日本原燃・六ケ所再処理工場(青森県六ケ所村)の稼働へ向けた安全審査で、原子力規制委員会は26日、合格の前提となる補正申請書について、原燃に対し58カ所の修正を求めた。記載漏れが中心で、現段階で新たに審議が必要な論点はないもよう。原燃は、最終版となる補正書を「できるだけ速やかに出したい」と応じた。

 補正書は、規制委が取りまとめる実質的な合格証「審査書案」の下敷きとなる。原燃は今月13日に提出したが、規制委の審査チームは「不備の点が相当見受けられる」と指摘していた。

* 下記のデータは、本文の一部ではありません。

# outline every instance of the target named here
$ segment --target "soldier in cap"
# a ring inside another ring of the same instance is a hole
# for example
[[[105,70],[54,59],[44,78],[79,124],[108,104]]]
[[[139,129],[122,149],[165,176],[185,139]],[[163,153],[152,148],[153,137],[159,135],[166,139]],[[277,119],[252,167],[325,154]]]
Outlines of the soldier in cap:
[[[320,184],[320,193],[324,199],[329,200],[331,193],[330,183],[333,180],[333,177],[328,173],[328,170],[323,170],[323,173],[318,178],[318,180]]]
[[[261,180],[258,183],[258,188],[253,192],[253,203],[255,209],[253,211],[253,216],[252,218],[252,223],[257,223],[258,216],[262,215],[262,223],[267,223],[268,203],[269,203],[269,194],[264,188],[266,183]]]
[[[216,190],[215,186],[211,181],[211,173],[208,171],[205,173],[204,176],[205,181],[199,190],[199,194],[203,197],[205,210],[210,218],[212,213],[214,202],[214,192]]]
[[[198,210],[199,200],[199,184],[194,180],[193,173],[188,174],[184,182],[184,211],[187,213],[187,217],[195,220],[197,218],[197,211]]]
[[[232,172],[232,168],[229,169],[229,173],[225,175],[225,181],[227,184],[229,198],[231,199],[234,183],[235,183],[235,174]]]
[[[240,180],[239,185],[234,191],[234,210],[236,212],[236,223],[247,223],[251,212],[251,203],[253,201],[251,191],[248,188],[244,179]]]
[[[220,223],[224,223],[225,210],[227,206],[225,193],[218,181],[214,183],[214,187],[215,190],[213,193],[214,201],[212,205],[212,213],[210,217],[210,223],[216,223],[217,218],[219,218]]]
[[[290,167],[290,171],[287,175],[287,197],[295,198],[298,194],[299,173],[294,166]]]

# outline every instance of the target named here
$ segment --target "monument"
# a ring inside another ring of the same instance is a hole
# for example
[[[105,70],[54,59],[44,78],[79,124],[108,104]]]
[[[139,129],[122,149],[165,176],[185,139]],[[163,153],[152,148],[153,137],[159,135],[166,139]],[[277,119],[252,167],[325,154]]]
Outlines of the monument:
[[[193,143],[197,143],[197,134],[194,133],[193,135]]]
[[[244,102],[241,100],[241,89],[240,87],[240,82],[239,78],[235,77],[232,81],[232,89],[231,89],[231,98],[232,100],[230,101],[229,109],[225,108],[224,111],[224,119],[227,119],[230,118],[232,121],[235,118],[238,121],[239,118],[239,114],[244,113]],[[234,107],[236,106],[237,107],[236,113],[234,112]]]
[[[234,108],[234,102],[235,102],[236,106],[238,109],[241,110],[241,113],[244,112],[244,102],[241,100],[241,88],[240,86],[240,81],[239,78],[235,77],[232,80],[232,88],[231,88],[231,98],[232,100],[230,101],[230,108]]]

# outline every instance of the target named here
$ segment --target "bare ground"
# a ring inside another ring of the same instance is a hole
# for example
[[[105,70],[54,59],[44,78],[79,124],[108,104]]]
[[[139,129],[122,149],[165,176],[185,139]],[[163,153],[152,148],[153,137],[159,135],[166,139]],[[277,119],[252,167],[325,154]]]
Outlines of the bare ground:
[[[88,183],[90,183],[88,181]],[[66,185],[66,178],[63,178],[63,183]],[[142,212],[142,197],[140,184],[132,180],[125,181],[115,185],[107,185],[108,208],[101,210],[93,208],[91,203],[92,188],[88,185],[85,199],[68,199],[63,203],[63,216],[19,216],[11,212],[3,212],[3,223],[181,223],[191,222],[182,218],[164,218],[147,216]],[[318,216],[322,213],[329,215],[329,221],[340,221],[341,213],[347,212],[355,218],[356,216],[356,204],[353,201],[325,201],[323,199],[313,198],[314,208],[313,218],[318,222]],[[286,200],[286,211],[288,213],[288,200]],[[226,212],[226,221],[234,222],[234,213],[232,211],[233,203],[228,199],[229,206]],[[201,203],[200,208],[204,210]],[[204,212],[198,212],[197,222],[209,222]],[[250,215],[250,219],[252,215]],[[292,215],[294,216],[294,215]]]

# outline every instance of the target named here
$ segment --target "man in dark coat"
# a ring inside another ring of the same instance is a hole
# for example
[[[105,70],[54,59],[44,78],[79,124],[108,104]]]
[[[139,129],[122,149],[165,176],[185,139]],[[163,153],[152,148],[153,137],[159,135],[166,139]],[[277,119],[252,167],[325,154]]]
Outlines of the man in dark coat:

 26日に開いた設備分野の審査会合で、審査チームは重大事故対策を中心に修正が必要な箇所を列挙。これまでの会合で説明が終わった部分の記載漏れが多く、原燃に対し「確認をかなり丁寧にすることが極めて重要」(長谷川清光チーム長補佐)と注文を付けた。

 審査チームは原燃からの再提出を待つ一方で、審査書案の作成も進める。再処理工場が事実上の合格に至る時期は、再提出に要する時間に左右される−とみる一方で「大型連休前(の合格)は相当難しそう」(原子力規制庁幹部)との見方もある。